Wilson is implying that Tyler Dupree does have some sort of faith, even though he doesn't realize it himself. Jason Lawton, an important character, seems to have faith in science. His father, E. D. Lawton, seems to have faith in power.

What about Wilson's faith? I don't know. But his book, by its main scientific theme, which I won't give away, seems to suggest that it is not in a supernatural God, but in purposeless chance over a long time. The salvation of humanity, in Spin, is not in God, but in intelligence, produced over time by long evolutionary processes.

We all need a Savior, a Big Salvation. Tyler Dupree thinks:
But this, I realized, was the faith that had deserted me. The faith in Big Salvation.
All the brands and flavors of Big Salvation.
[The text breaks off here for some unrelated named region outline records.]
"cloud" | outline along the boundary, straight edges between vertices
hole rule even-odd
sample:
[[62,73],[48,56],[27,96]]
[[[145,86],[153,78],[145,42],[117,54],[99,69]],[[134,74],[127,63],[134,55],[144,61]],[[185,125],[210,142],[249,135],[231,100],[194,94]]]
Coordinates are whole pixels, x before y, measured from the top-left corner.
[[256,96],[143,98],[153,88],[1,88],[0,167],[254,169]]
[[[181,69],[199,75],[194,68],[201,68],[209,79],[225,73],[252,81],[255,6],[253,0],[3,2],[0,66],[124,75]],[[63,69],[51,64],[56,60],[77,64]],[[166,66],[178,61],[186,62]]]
At the last minute we would devise a technological fix and save ourselves. Or: the Hypotheticals were benevolent beings who would turn the planet into a peaceable kingdom. Or God would rescue us all, or at least the true believers among us. Or. Or. Or. (p. 274)

That Big Salvation is not found in us, or any other aspect of God's creation, but in Himself.

Thanks for reading.


Mirtika said...

I enjoyed this novel hugely, even with the sort of patronizing take on religion (oh, those poor befuddled sillies). I thought the scientific speculation was fascinating, the pace was excellent, and the characterization was really good. If it had been all hard SF without the human components (and their frailties, and their nobilities), I'd have ditched it early on.

There is this sort of benevolent sense that "Well, religion helps some people, but they're weak" thing that bothered me a bit, but it's what I'd expect of a secularist, so I can read and enjoy it. At least it did have a main character with faith. She ends up being the least effective, which is how I imagine secularists view us. Deluded and emotionally needed and ineffectual.


Martin LaBar said...

Thanks. It is good when secularists acknowledge that religion plays an important role in some people's lives. I hope I'm not expecting too much of such authors.